From combining built-in Google tools with custom functions to introducing context circulation, these updates make Gemini more capable of reasoning across different data sources in a single breath.

1. Tool Combos: Search, Maps, and Custom Functions Together

Previously, developers had to choose between using a built-in Google tool (like Search) or a custom function they wrote. Now, you can combine them in a single request.

  • Seamless Pivoting: Gemini can now use Google Search to find trending products and then immediately call your internal inventory API to check stock, all without the developer having to manually pass data between the two steps.
  • Reduced Latency: By handling this orchestration on the server side, apps become faster and more responsive.

2. Context Circulation: AI Memory Across Tools

One of the most powerful additions is Context Circulation. This allows the output of one tool to become the immediate context for the next.

  • Example: Gemini can use a built-in tool to fetch real-time weather data and then circulate that information to a custom tool that suggests and books an outdoor venue based on that specific forecast.
  • Cohesive Reasoning: The model preserves the history of tool calls and responses, allowing it to perform complex, multi-turn reasoning that feels human-like.

3. Grounding with Google Maps for Gemini 3

Location-aware AI is a must for modern apps. Google has now expanded Grounding with Google Maps to the entire Gemini 3 model family.

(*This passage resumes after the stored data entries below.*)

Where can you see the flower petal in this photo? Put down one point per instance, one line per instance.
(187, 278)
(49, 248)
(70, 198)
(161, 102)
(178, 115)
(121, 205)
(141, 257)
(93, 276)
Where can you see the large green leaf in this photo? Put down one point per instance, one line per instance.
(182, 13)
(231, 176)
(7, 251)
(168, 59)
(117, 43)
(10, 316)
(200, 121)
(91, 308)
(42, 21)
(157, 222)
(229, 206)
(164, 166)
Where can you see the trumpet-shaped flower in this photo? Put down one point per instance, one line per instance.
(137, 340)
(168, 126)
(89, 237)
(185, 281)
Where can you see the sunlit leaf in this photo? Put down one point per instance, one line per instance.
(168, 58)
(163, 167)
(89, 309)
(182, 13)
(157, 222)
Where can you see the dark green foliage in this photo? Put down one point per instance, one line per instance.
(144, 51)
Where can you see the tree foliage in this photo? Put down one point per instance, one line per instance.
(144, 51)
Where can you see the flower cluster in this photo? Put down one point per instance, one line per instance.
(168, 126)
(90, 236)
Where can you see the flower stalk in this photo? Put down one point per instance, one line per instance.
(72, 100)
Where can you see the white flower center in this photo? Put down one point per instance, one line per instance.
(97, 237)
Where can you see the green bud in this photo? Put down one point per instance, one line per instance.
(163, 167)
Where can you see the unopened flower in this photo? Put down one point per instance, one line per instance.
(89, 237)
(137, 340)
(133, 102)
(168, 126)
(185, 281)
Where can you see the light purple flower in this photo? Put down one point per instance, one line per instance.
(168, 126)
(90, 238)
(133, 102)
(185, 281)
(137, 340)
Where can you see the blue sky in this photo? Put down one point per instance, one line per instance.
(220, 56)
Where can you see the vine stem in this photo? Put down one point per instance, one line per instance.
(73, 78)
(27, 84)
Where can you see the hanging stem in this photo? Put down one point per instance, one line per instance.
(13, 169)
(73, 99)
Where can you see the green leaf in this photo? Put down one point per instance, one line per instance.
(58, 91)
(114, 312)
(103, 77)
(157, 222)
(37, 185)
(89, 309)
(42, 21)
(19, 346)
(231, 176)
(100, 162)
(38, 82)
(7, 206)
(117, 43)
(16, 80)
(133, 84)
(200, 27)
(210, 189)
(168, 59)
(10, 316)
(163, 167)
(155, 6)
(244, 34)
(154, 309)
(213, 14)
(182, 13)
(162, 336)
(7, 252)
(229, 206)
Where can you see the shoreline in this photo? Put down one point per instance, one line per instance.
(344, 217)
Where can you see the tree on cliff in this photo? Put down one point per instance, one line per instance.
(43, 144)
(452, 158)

  • Spatial Data Access: Developers can enable Maps as a tool to give Gemini access to rich, up-to-date data on local businesses, commute times, and place details.
  • Walking Distance Logic: You can now build agents that find "highly-rated coffee shops within walking distance of a specific landmark" with high accuracy.

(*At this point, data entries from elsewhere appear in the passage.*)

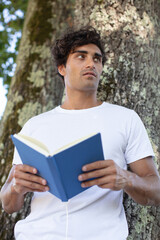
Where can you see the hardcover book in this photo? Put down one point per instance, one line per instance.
(61, 168)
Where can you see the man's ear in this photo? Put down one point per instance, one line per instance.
(62, 70)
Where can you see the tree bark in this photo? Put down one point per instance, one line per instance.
(131, 77)
(131, 31)
(35, 87)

4. Developer Precision: Tool Response IDs

To help with debugging and complex parallel processing, Google introduced unique call identifiers (id) for every tool call.

  • No More Mismatches: These IDs ensure that even if a model makes multiple parallel function calls, the developer can precisely map each response back to the correct request.
  • Enhanced Debuggability: It provides a clear audit trail for exactly how and why the AI triggered a specific tool.

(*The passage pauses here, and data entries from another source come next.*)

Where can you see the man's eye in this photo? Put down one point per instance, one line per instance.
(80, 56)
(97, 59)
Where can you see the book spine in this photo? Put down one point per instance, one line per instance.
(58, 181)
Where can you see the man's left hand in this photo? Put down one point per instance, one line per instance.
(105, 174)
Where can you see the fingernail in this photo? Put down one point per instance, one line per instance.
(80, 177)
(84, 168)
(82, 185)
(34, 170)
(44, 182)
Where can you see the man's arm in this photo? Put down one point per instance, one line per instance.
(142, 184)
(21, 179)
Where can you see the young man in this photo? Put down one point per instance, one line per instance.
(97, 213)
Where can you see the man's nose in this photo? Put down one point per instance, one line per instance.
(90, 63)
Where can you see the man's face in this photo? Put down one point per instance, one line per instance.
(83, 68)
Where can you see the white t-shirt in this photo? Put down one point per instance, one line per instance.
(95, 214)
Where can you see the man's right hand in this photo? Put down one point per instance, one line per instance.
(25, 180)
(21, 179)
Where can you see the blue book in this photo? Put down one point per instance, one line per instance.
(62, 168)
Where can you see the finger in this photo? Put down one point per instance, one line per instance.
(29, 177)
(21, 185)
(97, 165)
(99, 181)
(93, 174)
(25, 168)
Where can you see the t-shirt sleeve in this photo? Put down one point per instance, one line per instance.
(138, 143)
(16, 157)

5. Recommendation: Use the Interactions API

While these features work with the standard generateContent API, Google strongly recommends developers move to the new Interactions API. This new interface offers:

  • Server-side state management.
  • Unified reasoning traces.
  • Easier orchestration of multi-step agentic workflows.

The era of the 'single-purpose' chatbot is over; the era of the 'multitasking' agent has arrived. With these new Gemini API tools, your application isn't just answering questions, it's connecting the dots.